Mis ojos, en aquel punto de la velada, debían de ser dos rendijas aureoladas de rojo. Estaba saciado y el vino comenzaba a producir sus efectos, así que me recosté cómodamente, con la mirada perdida.

—Mira, Breno, nosotros, los romanos, decimos que en el vino se esconde la verdad. —Tendí, a mi vez, la copa al sirviente, me la apoyé sobre el vientre y observé la superficie del vino, que brillaba como sangre negra al resplandor de la lámpara de aceite—. Es preciso volver atrás en los años, Breno, muchos años. —Inspiré a fondo, oliendo el contenido del vaso—. No sé si en este momento mi memoria está en condiciones de asistirme lo suficiente.

El mercader rio:

—Entonces estás en buena compañía —replicó el mercader, riendo—, porque no sé si la mía estará tan lúcida como para captar algún error.

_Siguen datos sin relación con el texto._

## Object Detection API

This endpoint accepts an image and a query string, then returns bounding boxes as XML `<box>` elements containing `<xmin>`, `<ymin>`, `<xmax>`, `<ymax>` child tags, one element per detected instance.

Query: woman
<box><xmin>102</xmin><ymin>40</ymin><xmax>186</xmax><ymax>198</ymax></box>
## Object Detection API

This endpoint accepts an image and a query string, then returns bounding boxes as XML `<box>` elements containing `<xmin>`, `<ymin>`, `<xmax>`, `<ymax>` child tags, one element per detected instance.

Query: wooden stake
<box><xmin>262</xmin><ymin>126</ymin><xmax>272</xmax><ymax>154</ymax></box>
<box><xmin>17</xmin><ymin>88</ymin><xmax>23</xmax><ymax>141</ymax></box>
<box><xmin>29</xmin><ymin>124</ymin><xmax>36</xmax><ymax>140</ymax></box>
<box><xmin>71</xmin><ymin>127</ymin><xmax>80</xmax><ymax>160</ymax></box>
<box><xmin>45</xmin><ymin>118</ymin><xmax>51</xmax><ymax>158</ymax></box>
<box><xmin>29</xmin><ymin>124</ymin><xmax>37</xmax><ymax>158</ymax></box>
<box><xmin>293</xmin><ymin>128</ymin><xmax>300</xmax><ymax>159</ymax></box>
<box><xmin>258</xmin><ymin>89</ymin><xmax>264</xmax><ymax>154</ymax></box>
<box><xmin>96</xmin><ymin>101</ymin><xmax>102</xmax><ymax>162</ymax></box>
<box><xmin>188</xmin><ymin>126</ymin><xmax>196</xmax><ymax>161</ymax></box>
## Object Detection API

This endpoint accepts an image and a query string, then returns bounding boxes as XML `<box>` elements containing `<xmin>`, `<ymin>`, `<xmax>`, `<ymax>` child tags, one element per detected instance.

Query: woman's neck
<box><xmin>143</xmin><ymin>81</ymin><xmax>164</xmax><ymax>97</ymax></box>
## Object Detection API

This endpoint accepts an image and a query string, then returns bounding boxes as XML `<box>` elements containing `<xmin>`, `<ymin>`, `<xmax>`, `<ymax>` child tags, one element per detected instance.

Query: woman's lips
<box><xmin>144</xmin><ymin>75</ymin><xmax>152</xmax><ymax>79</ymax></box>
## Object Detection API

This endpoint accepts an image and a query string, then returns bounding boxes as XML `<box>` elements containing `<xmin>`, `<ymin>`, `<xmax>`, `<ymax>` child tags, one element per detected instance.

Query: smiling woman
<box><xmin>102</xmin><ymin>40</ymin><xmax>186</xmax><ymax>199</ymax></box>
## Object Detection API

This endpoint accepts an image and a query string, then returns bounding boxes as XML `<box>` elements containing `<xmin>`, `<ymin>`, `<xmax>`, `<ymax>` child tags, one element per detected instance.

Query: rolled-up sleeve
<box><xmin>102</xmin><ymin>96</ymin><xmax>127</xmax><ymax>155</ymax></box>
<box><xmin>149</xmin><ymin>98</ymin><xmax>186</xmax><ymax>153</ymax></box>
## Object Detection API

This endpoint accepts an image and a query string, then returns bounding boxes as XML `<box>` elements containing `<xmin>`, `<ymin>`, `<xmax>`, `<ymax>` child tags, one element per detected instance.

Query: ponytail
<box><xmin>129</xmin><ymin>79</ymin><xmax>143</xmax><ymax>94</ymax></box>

Sonreí y miré de nuevo el vino en el vaso. Luego mis labios comenzaron a moverse, como si fueran independientes del resto del cuerpo.

—Es la historia de un grupo de hombres valientes. Hombres capaces de sacrificarse en nombre del sentido del deber, Breno. Totalmente, hasta la muerte.

Frunció el ceño, mirándome con atención. Ahora estaba pendiente de mis palabras. Bebí un último sorbo, paladeando aquel sabor embriagador.

—Eran otros tiempos. En Roma el ambiente bullía por un hombre que había conquistado una gran popularidad en la Galia. En el Senado había quien apoyaba el genio militar de aquel hombre, a quien consideraban un defensor de las instituciones romanas, mientras que otros lo acusaban de moverse solo por ambición personal. Para nosotros eso carecía de importancia: amábamos a aquel hombre y lo habríamos seguido a cualquier parte. Éramos sus soldados, los legionarios de César. Cuando llegábamos, nuestro paso hacía temblar el mundo. —Levanté la copa con los ojos brillantes, quizá no solo por el vino—. Ave Caesar.

Los instantes de silencio que siguieron fueron interrumpidos por la débil voz de Breno.

—Para ser un gran hombre, no duró mucho en Roma.

Irritado por sus palabras, levanté la voz.

—Aquellos malditos cobardes lo asesinaron a traición, en un lugar sagrado. Unos miserables que juntos no valían ni un día de su vida. —Intenté contener la rabia y controlar la respiración, que entre tanto se había agitado—. Por suerte, la muerte no es igual para todos —añadí, mirándolo profundamente a los ojos—, porque si para algunos significa el fin de la existencia, para otros es solo el camino a la inmortalidad. Querían librarse de él y, en cambio, Bruto, Casio y los demás fueron pasados a espada por su fantasma, que vivirá eternamente. —Bebí otro sorbo—. La vida es ingrata, amigo Breno. Dime, ¿qué quedará de todos estos años en que he pagado con sangre el pan que comía? —Le sonreí, mientras él me miraba con atención—. La muerte, querido Breno. Nuestros afanes serán correspondidos con la muerte.

Su mirada se ensombreció, como si reflexionara sobre aquellas palabras mientras yo me recostaba sobre los cojines y abandonaba la copa. Retrocedí con la memoria, hasta que las imágenes aparecieron nítidas. Y comencé a recordar aquel año memorable, el seiscientos noventa y ocho de la fundación de la Urbe.